As Jonas and Angela struggle to connect emotionally and to make ends meet in their tiny New York basement apartment, Jonas decides that another fiction can only help: He informs her that he has been offered a permanent position at the academy, and that he will at last be starting graduate school. That audacious lie, quickly exposed, is a blow from which their marriage cannot recover. But the novel’s denouement is softened by its redemptive embrace of the past. “We do persist, whether we care to or not, with all our flaws and glory . . . ,” Mengestu writes. “If there is one thing that has to be true, it’s this.”

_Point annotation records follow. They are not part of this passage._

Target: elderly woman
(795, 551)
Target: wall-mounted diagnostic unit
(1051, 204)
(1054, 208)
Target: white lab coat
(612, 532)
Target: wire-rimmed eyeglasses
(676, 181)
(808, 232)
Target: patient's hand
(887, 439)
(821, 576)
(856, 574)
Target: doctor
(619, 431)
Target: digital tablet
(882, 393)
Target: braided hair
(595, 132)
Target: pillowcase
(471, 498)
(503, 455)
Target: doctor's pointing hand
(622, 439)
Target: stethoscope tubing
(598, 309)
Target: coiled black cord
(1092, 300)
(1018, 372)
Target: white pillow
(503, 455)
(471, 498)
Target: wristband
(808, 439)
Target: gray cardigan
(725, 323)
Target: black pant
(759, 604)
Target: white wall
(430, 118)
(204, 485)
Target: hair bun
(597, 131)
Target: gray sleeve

Kwok’s often mesmerizing Girl in Translation is a simpler, more linear novel, blessed with a vivid central character and tremendous narrative drive. Like Kwok, 11-year-old Kimberly is an emigrant from Hong Kong — and, unlike Jonas, she is passionately driven to succeed.
She is also more embattled by external forces, facing not just a language barrier but a decrepit Brooklyn apartment crawling with roaches and mice, and an endlessly spiteful aunt who exacts every dime she can from Kim and her mother. We shiver with mother and child in that unheated apartment, where the cold was “like the way your skin feels after it’s been slapped,” where it “crept down your throat, under your toes and between your fingers.” We feel the blistering heat in the garment sweatshop where both Kim and her mother work, as waves of steam roll off the presses.

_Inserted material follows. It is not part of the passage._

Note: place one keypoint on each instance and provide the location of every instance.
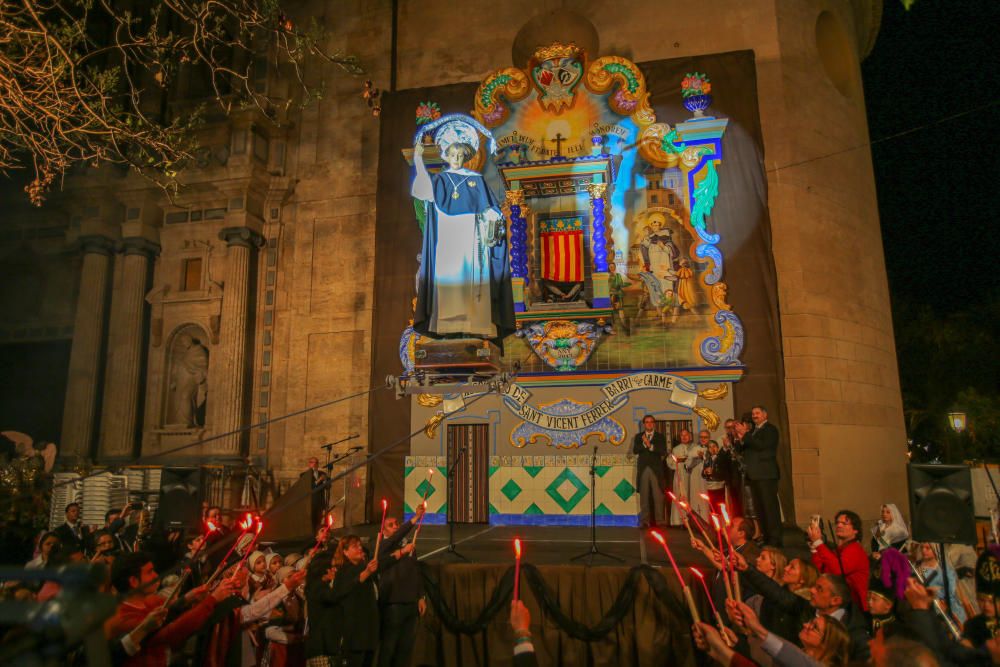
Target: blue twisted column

School offers an escape route from poverty and isolation.
At first, Kim’s academic efforts are hindered by her struggles with the language, as well as hostility from classmates and teachers. Her widowed mother, who was a violinist and music teacher in Hong Kong, is supportive but astonishingly helpless, and Kim assumes a quasiparental role. She also finds, in classmate Annette, a loyal, loving friend, and Kim’s exceptional math and science talents quickly become apparent. A full scholarship vaults her into private school, and her dreams begin to seem within reach — until romantic complications threaten to drive her off course.
Kwok’s reading of the segregated, insecure immigrant life is powerfully authentic. She does less well with her love story, though, which shades into melodrama. Kim falls for a fellow garment worker, who is sweet, smart, handsome, and crazy for her. But, having sacrificed an education to earn money, he seems confined to the working class she is determined to leave behind. Can this possibly end well?
“Sometimes,” Kim’s mother tells her, “our fate is different from the one we imagined for ourselves.” But for Kim, brains are destiny, and the burden of marriage is a potential distraction. “I had an obligation to my ma and myself,” she explains. “I couldn’t have changed who I was. I wish I could have.” Life won’t be easy for her, but she, too, will persist, in all her flaws and glory.